The full API reference is in docs/api.md.
Parser → Event Stream → IR → Dictionary-aware Mapping → DuckDB → Output/API
| Layer | Responsibility |
|---|---|
| Lexer | Tokenisation, ValueType assignment |
| Parser | Token sequence interpretation, error recovery, event emission |
| IR (CIFModel) | Event accumulation, loop validation, multiline text transformation |
| Dictionary | DDLm parsing, schema derivation |
| DuckDB | Persistent storage: structured tables when a dictionary is present, fallback tier otherwise |
| Output | Valid CIF regeneration; Python/NumPy/pandas API surface |
Layer responsibilities are strictly separated. The parser does not know about the dictionary.

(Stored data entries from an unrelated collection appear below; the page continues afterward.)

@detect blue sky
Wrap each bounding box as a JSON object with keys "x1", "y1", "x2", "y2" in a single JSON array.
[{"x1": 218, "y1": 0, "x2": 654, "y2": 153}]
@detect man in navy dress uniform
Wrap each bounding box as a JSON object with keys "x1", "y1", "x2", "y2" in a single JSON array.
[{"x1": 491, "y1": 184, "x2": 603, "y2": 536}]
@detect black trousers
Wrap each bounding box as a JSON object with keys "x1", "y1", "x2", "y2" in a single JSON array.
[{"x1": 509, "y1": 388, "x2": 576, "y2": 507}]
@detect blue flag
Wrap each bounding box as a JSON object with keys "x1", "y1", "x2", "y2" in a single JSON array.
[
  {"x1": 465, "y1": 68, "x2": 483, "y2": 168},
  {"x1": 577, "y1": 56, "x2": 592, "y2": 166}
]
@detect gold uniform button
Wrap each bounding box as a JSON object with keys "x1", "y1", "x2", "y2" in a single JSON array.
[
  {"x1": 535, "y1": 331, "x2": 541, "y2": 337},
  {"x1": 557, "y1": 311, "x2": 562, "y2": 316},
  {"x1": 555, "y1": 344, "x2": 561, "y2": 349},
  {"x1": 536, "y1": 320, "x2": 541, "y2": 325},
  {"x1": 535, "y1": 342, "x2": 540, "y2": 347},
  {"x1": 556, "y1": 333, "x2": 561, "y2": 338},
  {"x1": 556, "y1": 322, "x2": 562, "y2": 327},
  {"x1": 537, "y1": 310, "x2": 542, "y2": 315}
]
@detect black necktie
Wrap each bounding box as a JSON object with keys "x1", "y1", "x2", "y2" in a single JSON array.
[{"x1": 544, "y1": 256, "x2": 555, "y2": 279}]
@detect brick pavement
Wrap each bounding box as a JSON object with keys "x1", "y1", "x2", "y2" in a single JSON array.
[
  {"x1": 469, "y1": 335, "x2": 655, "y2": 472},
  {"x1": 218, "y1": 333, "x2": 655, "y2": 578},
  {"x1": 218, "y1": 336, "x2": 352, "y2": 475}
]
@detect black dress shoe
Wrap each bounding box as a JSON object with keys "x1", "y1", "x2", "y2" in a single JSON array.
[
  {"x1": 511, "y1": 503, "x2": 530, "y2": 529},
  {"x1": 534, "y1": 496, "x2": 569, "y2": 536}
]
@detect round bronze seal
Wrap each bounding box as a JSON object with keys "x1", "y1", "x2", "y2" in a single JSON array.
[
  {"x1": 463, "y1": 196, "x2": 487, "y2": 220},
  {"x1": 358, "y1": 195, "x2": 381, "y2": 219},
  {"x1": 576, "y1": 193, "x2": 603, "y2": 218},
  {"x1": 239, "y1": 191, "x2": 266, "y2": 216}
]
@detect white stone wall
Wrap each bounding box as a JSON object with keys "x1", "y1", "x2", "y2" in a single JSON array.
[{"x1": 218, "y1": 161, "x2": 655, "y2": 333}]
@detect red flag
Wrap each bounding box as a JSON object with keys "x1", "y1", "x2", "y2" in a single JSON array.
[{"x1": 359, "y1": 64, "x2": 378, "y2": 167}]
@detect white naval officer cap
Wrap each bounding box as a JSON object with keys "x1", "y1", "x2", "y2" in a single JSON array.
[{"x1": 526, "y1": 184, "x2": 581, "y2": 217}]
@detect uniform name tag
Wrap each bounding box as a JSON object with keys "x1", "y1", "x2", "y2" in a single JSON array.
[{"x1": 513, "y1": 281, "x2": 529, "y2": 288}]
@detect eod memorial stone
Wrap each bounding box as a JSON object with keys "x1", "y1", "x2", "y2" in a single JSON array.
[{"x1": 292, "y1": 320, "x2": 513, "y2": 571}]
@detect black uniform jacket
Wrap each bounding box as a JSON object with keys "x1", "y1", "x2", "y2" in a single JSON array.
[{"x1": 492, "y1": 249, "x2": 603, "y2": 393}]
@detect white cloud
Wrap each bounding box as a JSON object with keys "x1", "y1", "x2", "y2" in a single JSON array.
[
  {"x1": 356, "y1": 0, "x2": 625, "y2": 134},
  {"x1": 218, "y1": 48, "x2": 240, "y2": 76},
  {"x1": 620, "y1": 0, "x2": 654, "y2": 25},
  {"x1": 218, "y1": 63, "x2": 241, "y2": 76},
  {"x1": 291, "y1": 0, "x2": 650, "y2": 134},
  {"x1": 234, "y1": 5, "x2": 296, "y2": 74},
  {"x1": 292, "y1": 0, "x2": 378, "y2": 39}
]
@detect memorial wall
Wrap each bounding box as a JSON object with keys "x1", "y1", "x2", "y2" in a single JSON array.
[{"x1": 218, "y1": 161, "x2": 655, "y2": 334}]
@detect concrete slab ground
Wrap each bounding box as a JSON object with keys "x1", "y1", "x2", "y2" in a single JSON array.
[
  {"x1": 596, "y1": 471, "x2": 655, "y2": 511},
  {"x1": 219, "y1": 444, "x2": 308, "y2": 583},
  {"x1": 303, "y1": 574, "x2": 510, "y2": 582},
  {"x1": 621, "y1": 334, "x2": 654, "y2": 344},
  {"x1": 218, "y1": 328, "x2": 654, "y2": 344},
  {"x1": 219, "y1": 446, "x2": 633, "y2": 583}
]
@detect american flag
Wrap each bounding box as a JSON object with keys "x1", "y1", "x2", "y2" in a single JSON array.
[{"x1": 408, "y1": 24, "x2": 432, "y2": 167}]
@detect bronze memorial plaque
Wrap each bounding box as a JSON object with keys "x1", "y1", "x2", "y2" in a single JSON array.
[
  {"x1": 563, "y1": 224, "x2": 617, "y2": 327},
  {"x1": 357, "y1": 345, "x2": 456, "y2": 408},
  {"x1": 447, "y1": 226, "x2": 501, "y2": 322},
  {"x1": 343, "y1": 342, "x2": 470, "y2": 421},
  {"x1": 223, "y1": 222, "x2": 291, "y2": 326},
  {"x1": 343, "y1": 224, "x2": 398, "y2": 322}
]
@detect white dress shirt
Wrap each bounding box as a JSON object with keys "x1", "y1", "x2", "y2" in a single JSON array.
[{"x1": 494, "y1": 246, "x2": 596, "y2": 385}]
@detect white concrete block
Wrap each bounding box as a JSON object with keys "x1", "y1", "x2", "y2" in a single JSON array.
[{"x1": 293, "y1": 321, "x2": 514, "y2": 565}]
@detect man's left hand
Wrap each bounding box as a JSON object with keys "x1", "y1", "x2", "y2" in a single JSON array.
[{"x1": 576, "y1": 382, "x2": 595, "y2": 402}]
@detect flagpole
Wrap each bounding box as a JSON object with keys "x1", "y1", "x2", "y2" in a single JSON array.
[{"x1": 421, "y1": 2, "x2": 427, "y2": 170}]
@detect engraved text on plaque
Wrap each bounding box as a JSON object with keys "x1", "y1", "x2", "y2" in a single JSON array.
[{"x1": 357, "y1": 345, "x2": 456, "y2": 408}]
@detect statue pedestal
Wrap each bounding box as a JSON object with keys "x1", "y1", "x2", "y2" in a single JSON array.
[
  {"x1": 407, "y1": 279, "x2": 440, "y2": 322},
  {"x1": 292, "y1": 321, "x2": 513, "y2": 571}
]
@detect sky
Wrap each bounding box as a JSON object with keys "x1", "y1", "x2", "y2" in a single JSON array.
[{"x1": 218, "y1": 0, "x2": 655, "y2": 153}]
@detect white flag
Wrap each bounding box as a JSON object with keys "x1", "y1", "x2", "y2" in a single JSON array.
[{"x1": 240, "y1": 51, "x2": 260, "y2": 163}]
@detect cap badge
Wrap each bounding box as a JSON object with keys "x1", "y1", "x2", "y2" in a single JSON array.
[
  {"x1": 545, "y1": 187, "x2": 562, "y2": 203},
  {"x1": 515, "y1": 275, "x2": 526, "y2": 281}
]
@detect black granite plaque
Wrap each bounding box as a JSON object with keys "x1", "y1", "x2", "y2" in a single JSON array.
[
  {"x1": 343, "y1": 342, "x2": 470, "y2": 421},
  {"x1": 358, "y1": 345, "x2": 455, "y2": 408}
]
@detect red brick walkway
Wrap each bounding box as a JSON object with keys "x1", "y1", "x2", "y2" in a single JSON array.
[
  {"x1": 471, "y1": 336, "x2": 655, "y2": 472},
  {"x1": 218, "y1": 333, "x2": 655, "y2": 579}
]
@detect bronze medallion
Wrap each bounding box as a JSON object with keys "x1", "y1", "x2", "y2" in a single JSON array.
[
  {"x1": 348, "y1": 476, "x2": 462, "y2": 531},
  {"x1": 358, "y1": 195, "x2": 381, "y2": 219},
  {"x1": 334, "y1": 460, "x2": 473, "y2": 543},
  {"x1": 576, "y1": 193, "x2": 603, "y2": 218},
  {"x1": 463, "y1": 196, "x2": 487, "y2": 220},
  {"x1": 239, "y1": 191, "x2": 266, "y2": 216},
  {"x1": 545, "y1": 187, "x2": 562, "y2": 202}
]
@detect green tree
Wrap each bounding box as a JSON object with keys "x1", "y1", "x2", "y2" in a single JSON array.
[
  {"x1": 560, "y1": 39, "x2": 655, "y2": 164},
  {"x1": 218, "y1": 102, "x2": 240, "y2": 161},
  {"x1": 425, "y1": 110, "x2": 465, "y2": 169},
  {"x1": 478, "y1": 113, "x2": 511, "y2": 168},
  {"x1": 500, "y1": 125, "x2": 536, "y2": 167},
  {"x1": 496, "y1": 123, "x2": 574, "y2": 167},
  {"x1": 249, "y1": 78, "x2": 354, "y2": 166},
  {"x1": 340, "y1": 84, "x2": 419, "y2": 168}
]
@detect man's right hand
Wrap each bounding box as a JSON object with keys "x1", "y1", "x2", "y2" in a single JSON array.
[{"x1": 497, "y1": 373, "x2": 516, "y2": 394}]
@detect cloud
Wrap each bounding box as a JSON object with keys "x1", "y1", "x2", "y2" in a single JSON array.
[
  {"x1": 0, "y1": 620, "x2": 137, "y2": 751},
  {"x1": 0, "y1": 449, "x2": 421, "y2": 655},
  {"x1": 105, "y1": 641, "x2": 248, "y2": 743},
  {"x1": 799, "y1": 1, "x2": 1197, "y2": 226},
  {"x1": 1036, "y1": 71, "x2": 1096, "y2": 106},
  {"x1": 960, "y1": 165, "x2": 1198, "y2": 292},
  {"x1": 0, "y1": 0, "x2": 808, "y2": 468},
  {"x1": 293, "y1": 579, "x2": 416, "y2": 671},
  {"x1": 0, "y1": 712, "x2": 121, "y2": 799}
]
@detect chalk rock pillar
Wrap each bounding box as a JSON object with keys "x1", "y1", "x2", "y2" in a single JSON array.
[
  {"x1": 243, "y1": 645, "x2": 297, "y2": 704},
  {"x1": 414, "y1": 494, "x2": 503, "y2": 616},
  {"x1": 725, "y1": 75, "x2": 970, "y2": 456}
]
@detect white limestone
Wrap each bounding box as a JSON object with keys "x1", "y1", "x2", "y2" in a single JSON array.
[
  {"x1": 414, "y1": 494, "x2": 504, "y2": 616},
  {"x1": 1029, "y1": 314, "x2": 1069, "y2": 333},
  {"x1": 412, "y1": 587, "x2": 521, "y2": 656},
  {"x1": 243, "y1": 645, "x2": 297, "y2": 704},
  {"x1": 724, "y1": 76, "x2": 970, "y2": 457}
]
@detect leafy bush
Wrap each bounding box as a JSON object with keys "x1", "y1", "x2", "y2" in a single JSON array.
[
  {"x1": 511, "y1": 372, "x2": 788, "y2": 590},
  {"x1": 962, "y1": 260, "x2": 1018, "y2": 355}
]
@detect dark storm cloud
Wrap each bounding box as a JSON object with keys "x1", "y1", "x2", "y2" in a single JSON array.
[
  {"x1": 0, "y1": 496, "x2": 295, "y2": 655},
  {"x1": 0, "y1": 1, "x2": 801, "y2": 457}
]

The dictionary does not know about the IR. The output layer only reads from DuckDB.
All stages are complete and tested.
| Stage | Feature |
|---|---|
| 1–2 | CIF 1.1 and 2.0 parser + IR (CIF model) |
| 3 | DDLm dictionary loading (_import.get, alias resolution, deprecation) |
| 4 | DuckDB schema generation (Set/Loop → tables, PKs, FKs, bridge columns, fallback tier) |
| 5 | DuckDB ingestion: structured tables + fallback tier; FK propagation; error recovery; canonical caseless name matching |
| 6 | CIF emission (ORIGINAL, GROUPED, ONE_BLOCK, ALL_BLOCKS); pretty-print; line-length enforcement; decimal alignment; schema visualisation; programmatic CifFile construction (CifWriter); cleaning parser artefacts (clean); type-cast export (convert_database); fidelity checking (check_fidelity); validation (validate) |
Run the fast test suite (excludes tests that load large real-world CIF files):
.venv/Scripts/python.exe -m pytest -m "not slow"
Run the full suite including slow tests:
.venv/Scripts/python.exe -m pytest
After modifying the Rust extension, recompile before running Python tests:
.venv/Scripts/maturin develop
Apache 2.0. See LICENSE.
The bundled JavaScript files (viz.js 2.1.2 and svg-pan-zoom 3.6.1) used by
visualise_schema_html are MIT-licensed. Licence notices are in
src/cifflow/dictionary/js/LICENSES.txt.